De acordo com as investigações, valores elevados teriam sido transferidos para contas ligadas à parlamentar por meio da empresa SOP Processamento de Dados Ltda., considerada uma empresa de fachada no esquema.
Imóvel de luxo e empresa ligada à família
Documentos analisados pela PF apontam que a empresa, administrada por uma sobrinha da deputada, foi utilizada para a compra de um apartamento avaliado em R$ 4,43 milhões.
Apesar de o imóvel estar registrado em nome da empresa, o STF identificou indícios de que a propriedade seria, na prática, de Gorete Pereira. Entre os elementos citados estão:
- Pagamentos diretos realizados pela deputada
- Contratos de serviços vinculados ao imóvel em nome dela
- Relação familiar com a administradora da empresa
“Há provas nos autos de que Maria Gorete adquiriu, de fato, um apartamento de mais de quatro milhões de reais em nome de uma dessas empresas de fachada”, afirmou Mendonça na decisão.
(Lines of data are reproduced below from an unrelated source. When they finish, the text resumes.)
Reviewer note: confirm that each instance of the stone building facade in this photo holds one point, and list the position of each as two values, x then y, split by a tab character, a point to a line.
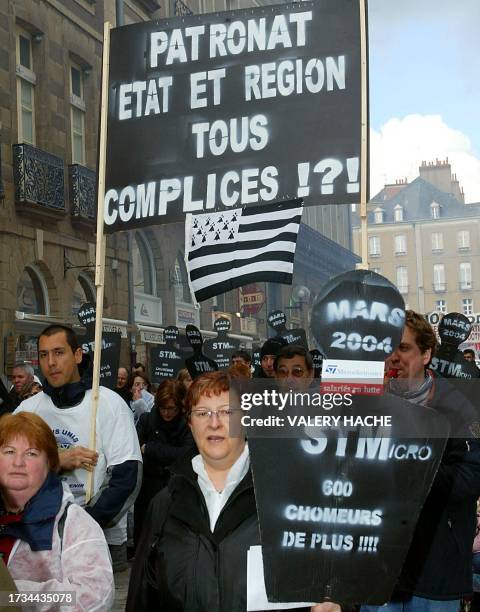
50	69
426	240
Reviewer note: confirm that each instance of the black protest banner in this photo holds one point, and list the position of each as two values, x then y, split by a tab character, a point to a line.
454	328
448	361
277	320
202	112
343	500
358	315
317	359
111	343
166	360
198	363
221	348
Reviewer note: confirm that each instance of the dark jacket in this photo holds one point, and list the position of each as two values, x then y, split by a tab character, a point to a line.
165	442
191	569
439	561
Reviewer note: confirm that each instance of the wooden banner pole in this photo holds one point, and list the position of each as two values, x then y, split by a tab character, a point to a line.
100	251
364	154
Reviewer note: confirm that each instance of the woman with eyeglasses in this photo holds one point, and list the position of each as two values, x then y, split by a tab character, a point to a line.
164	436
192	556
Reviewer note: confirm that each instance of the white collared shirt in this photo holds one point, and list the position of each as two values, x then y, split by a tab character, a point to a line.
215	500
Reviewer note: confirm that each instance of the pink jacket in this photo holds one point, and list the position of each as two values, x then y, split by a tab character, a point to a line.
82	564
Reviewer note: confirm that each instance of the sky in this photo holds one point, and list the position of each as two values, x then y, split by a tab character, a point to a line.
424	70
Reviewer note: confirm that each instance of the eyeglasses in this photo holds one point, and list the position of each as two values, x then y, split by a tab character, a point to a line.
295	372
168	408
222	414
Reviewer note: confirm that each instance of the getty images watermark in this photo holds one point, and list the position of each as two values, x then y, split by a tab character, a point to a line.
272	408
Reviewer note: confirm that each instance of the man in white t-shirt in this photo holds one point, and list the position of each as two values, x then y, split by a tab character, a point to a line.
65	404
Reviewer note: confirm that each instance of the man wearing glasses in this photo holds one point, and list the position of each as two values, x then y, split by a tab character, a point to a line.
294	365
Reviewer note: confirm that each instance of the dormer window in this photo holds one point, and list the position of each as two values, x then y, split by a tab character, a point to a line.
435	210
378	215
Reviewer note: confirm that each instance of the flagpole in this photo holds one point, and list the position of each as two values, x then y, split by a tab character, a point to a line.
364	152
100	252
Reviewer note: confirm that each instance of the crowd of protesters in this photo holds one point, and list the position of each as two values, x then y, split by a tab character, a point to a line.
165	456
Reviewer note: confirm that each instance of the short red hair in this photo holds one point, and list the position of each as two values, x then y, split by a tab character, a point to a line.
35	430
206	384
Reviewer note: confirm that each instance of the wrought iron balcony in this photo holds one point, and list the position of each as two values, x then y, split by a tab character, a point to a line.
82	192
39	178
181	9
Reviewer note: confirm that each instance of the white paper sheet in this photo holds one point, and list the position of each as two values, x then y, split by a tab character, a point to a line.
256	592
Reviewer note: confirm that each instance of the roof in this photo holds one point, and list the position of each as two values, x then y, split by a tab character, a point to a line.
416	199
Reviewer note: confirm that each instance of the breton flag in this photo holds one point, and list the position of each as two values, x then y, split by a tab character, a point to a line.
233	248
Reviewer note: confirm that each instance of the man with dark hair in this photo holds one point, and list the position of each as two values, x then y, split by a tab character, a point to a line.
268	352
22	374
241	356
294	365
138	368
437	571
65	404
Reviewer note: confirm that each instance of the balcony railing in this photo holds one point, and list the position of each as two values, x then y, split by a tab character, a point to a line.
82	192
39	178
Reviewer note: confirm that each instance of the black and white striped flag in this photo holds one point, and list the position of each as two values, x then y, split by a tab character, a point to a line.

Operação investiga prejuízo milionário
A ação faz parte de uma nova fase da operação Sem Desconto, que apura um esquema nacional de cobranças associativas não autorizadas em aposentadorias e pensões do INSS.
Os mandados autorizados pelo STF miram crimes como:
- Inserção de dados falsos em sistemas oficiais
- Organização criminosa
- Estelionato previdenciário
- Ocultação e dilapidação de patrimônio
Segundo o ministro, a organização criminosa seria estruturada, com divisão de tarefas e atuação contínua, causando prejuízos estimados em centenas de milhões de reais.
Medidas cautelares e monitoramento
Apesar de pedidos de prisão preventiva, a deputada não foi detida. O STF determinou a aplicação de medidas cautelares, incluindo o uso de tornozeleira eletrônica.
A investigação segue em andamento, e os envolvidos poderão responder criminalmente conforme o avanço das apurações.